After getting attention for calling Julian Assange a “bad journalist” this weekend on Fox News, former New York Times reporter Judith Miller sent an email to The Cutline defending her point.
Miller, whose own reporting on weapons of mass destruction in the lead-up to the Iraq War has been criticized, reproached Assange for not verifying the information Wikileaks released. In an email to Michael Calderone, Miller argued that she was “involved in a very different kind of journalism” than Assange.
“Every exclusive story of mine appeared with a discussion of its context, the difficulty involved in corroborating the highly classified information, and an assessment by at least one independent expert and likely skeptic, often identified by name and organization,” she wrote, adding that she has defended Assange from those who would like to see him punished for releasing government documents.

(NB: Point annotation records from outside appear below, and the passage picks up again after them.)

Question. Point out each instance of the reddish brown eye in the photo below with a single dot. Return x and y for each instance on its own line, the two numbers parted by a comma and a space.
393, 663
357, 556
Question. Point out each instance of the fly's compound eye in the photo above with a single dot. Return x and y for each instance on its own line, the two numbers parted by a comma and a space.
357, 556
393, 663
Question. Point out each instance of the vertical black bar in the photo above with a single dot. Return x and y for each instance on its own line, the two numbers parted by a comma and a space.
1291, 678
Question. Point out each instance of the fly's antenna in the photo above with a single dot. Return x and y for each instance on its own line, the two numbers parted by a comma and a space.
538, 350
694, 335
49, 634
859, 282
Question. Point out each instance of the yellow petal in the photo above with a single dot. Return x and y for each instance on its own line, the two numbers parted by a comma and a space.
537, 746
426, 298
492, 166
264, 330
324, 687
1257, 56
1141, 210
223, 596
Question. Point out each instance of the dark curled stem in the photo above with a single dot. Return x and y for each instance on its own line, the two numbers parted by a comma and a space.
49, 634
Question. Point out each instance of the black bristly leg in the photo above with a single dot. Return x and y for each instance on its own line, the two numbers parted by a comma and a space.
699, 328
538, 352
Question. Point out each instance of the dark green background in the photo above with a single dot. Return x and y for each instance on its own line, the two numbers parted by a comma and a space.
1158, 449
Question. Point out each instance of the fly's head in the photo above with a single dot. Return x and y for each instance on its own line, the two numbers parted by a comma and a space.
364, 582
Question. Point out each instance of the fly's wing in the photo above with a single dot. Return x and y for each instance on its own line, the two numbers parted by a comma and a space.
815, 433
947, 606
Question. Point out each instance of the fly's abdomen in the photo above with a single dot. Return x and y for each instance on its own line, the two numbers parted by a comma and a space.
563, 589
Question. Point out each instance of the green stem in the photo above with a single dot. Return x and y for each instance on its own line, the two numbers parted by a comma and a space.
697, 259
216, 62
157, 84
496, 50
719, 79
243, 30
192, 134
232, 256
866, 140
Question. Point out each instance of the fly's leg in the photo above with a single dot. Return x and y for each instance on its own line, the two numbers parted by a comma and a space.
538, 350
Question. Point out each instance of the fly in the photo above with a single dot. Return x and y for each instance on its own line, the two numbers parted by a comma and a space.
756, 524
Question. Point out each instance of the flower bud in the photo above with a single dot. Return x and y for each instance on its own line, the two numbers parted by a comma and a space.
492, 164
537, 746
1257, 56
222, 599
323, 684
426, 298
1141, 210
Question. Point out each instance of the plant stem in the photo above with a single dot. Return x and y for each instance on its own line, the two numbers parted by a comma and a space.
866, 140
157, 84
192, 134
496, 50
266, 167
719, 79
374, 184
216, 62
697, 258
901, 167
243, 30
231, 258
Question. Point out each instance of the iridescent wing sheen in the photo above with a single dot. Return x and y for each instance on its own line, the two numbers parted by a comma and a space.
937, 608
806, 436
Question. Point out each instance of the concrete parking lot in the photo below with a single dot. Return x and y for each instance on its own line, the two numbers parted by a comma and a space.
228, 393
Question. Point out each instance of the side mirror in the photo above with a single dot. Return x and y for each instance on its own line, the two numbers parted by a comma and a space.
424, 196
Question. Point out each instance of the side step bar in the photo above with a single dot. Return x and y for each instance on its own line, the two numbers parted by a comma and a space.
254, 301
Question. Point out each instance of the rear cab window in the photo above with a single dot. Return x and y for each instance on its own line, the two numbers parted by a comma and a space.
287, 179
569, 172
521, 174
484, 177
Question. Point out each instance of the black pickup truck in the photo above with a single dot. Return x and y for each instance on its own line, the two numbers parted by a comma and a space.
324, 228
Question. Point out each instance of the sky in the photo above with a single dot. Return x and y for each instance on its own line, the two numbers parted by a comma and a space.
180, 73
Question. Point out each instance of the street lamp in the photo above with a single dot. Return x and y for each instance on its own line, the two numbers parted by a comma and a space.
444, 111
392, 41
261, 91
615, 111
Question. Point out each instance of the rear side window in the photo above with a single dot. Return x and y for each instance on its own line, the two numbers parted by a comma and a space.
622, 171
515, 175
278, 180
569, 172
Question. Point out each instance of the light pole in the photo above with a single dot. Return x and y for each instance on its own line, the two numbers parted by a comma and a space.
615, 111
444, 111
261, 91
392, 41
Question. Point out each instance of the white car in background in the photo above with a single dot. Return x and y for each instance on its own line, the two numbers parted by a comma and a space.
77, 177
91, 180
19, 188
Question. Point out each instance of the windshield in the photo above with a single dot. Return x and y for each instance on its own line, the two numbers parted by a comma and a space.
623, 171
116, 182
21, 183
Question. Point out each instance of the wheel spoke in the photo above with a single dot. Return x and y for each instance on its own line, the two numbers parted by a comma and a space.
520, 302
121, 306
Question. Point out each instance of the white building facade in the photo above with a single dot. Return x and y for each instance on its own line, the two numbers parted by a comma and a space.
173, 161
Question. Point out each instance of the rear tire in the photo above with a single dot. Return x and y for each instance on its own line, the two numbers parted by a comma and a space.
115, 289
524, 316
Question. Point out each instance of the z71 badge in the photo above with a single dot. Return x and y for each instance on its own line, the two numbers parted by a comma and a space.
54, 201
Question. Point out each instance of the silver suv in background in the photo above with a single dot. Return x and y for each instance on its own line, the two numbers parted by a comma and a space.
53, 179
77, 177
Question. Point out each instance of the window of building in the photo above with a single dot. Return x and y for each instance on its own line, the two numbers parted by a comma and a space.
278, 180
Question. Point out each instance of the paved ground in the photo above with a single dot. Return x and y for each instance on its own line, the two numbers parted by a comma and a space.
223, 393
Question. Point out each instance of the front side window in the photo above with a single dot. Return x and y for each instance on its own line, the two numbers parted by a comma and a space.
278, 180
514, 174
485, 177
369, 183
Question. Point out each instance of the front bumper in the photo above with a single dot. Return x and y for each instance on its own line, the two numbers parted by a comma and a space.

Here’s Miller’s full statement:
If anybody bothered to read the Iraq war stories they’re now so busy criticizing, they would see that Julian Assange and I were involved in very different kinds of journalism. They are not morally equivalent. While we both sought to publicize official secrets, I and my co-authors at The NYT spent enormous time trying to verify the secret government reports and other WMD-related stories we published. Every exclusive story of mine appeared with a discussion of its context, the difficulty involved in corroborating the highly classified information, and an assessment by at least one independent expert and likely skeptic, often identified by name and organization. Julian Assange, whom I have repeatedly defended, did none of these things. He engaged in data dumping and left these vital journalistic tasks to the papers that used his information. I stand by my criticism of this aspect of his work, as well as by my conclusion that he should not be punished or even faulted for trying to ferret out government secrets. That is what journalists do. Rather, our government is to blame for failing to safeguard truly sensitive information, for grossly over-classifying too much of it, and now, I fear, for deciding to circulate less of it rather than figure out a smarter way to share more of it safely, as the 9/11 Commission recommended almost a decade ago.